Greek Yogurt Parfait (28g Protein)
Calories: 312, Fat: 4.5g, Carbs: 36g, Protein: 24g
1 c nonfat Greek yogurt
1/3 c protein granola
1/2 c mixed berries
1 t honey
1 tsp chia seeds
optional toppings:
coconut
nuts
Rinse and slice the berries. In a glass or bowl, layer yogurt, granola, and berries twice. Drizzle with honey and add optional toppings. Serve immediately.
Yields 1 serving
Scrambled Eggs & Sausage (30g Protein)
3 eggs
2 turkey sausage links
1 whole grain toast
1 t butter
optional toppings:
parsley
hot sauce
cheese
Cook and slice the turkey sausage. Toast whole grain bread. Whisk eggs with salt, pepper, then scramble in a skillet. Mix in sausage, plate with toast, and add optional toppings. Serve warm.
Yields 1 serving
Protein Pancakes (25g Protein)
1 scoop Vanilla protein powder
2 eggs
1/4 c rolled oats
1/4 t baking soda
1–2 tablespoons water
1 t olive oil
1 small banana, sliced
1 t maple syrup
Blend oats into flour, mix with dry ingredients, then add whisked eggs and liquid. Cook small pancakes on a greased skillet, flipping when bubbles form. Top with banana slices and maple syrup. Serve warm.
Yields 1 serving
Veggie Omlete (28g Protein)
3 eggs
1/4 c bell peppers
1/2 c fresh spinach
1/4 c low-fat cheese
2 turkey bacon
1 t olive oil
salt and pepper
Cook turkey bacon until crispy and set aside. Sauté bell peppers and spinach, then whisk eggs with salt and pepper. Cook eggs in a skillet, add veggies and cheese, fold, and cook until set. Serve with turkey bacon.
Yields 1 serving
Breakfast Burrito (30g Protein)
2 lg eggs
2 turkey sausage links
1/4 c black beans
1 whole wheat tortilla
2 T salsa
1 t olive oil
Optional Toppings
low-fat cheese
avocado
cilantro
hot sauce
Cook and crumble the turkey sausage. Scramble eggs, warm black beans, and heat the tortilla. Fill with eggs, sausage, beans, salsa, and optional toppings. Roll into a burrito and serve warm.
Yields 1 serving
Smoked Salmon & Egg (28g Protein)
1 whole grain bread
2 T low-fat cream cheese
2 oz smoked salmon
1 lg egg
1 t vinegar
salt and pepper
Optional Toppings
fresh dill
fresh chives
Toast whole-grain bread until golden. Poach an egg by simmering water, creating a whirlpool, and cooking for 3–4 minutes. Spread cream cheese on toast, layer with smoked salmon, and top with the poached egg. Season with salt, pepper, and optional herbs. Serve immediately.
Yields 1 serving
Quinoa Breakfast Bowl (28g Protein)
1/3 c quinoa, dry
1 lg egg
1/4 med avocado
1 oz feta cheese
1 t olive oil
salt and pepper
Optional Toppings
parsley
cilantro
chili flakes
lemon juice
Cook quinoa, soft-boil an egg, and peel. Assemble with quinoa, the halved egg, and avocado. Top with feta, olive oil, and seasonings. Serve warm.
Yields 1 serving
Breakfast Salad with Egg
Calories: 398, Fat: 18.5g, Carbs: 29.6g, Protein: 20.3g
2 tbsp salsa verde
1/2 tbsp olive oil
1 tbsp chopped cilantro
1 c salad greens
4 blue corn tortilla chips
¼ c red kidney beans, rinsed
¼ avocado, sliced
1 large egg
- Whisk salsa, 1 Tbsp oil, and cilantro in a small bowl. Toss half the mixture with mesclun (or other greens) in a shallow dinner bowl.

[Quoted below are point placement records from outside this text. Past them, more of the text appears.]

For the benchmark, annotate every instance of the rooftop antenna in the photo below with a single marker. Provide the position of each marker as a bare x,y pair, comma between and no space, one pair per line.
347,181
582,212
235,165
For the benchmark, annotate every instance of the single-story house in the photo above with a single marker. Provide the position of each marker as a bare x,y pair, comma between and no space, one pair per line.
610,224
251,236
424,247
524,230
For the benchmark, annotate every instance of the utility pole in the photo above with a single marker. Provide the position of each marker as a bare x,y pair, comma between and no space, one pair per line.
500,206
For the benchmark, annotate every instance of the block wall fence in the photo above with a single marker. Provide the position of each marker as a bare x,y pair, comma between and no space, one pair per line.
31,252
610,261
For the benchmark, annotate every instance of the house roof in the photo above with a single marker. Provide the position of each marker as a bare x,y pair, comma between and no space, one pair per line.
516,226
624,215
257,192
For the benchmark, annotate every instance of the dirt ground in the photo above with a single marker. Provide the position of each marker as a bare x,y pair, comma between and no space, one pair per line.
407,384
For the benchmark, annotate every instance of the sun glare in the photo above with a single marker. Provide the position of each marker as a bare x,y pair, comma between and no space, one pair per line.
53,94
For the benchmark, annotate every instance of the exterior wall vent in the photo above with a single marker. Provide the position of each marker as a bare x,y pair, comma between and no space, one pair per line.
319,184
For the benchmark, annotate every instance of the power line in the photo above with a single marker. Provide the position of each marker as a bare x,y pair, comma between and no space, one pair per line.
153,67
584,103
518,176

- Layer chips, beans, and avocado atop the salad.
- Heat the remaining 1 tsp. oil in a small nonstick skillet over medium-high heat. Add egg and fry until the white is completely cooked but the yolk is still slightly runny about 2 minutes.
- Serve the egg on the salad. Drizzle with the remaining salsa vinaigrette and sprinkle with additional cilantro, if desired.